Destruction, renaissance et métamorphoses

Le château de Lormont : ombres médiévales et grandeur princière, qui était le Prince Noir?

Avec la fin de la guerre de Cent Ans et la reconquête de l’Aquitaine par les Français en 1453, le château de Lormont entre dans une nouvelle ère. Dévasté par les conflits, il est reconstruit à plusieurs reprises, notamment sous la direction de l’architecte Henri Roche au XVIIᵉ siècle.

Les archevêques, redevenus maîtres des lieux, lui donnent une allure plus classique et raffinée, entre château de plaisance et résidence spirituelle. Mais la Révolution française vient briser cette tranquillité : en 1789, le château est confisqué et vendu comme bien national.

Le XIXᵉ siècle marque une nouvelle transformation.

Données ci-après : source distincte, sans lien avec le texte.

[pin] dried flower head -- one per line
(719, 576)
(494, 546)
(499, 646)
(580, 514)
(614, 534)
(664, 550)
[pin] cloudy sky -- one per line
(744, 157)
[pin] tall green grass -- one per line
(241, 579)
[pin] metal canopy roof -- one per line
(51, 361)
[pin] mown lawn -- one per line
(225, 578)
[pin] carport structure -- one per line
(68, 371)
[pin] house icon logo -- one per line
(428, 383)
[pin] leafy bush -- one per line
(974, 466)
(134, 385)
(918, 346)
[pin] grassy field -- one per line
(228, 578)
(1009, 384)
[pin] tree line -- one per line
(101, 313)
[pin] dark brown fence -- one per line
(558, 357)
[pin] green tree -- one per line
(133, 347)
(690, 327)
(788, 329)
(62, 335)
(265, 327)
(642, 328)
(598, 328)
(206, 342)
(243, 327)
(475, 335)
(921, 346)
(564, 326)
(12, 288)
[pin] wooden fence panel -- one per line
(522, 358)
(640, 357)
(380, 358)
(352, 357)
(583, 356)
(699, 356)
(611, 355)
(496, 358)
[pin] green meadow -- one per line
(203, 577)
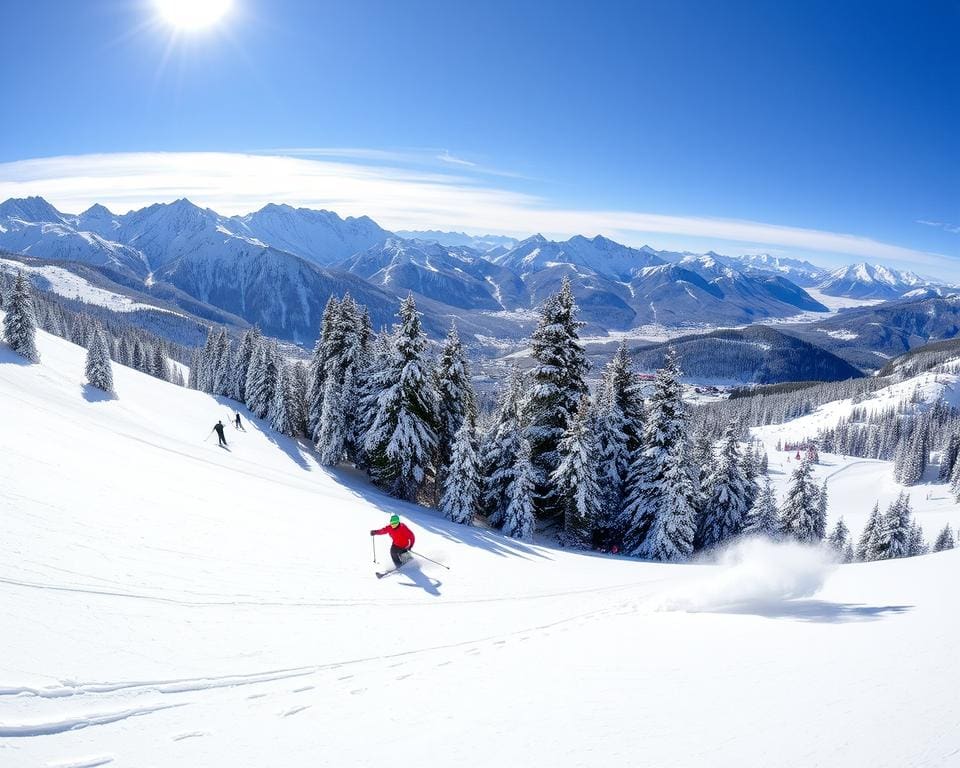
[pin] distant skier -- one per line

En 1876, un industriel allemand, M. Sacher, rachète le domaine et le pare d’éléments néogothiques : tourelles crénelées, fenêtres ogivales, donnant à l’édifice son apparence actuelle, entre château médiéval revisité et demeure romantique.

Le château aujourd’hui : entre mémoire et modernité

Le château de Lormont : ombres médiévales et grandeur princière, qui était le Prince Noir?
Crdit: Château du Prince Noir FB

De nos jours, le château de Lormont est une propriété privée. Restauré avec soin, il accueille des bureaux et un restaurant, tout en préservant son cachet historique. Si ses murailles ne résonnent plus du fracas des armures, elles conservent l’empreinte des siècles passés, et l’ombre du Prince Noir continue de hanter ses couloirs.

Mais cette mémoire ne demande qu’à être ravivée. Pourquoi ne pas imaginer un musée, une mise en lumière de ce pan oublié de l’histoire bordelaise ? L’engouement pour le patrimoine et les récits épiques pourrait bien offrir une seconde jeunesse à ce site exceptionnel.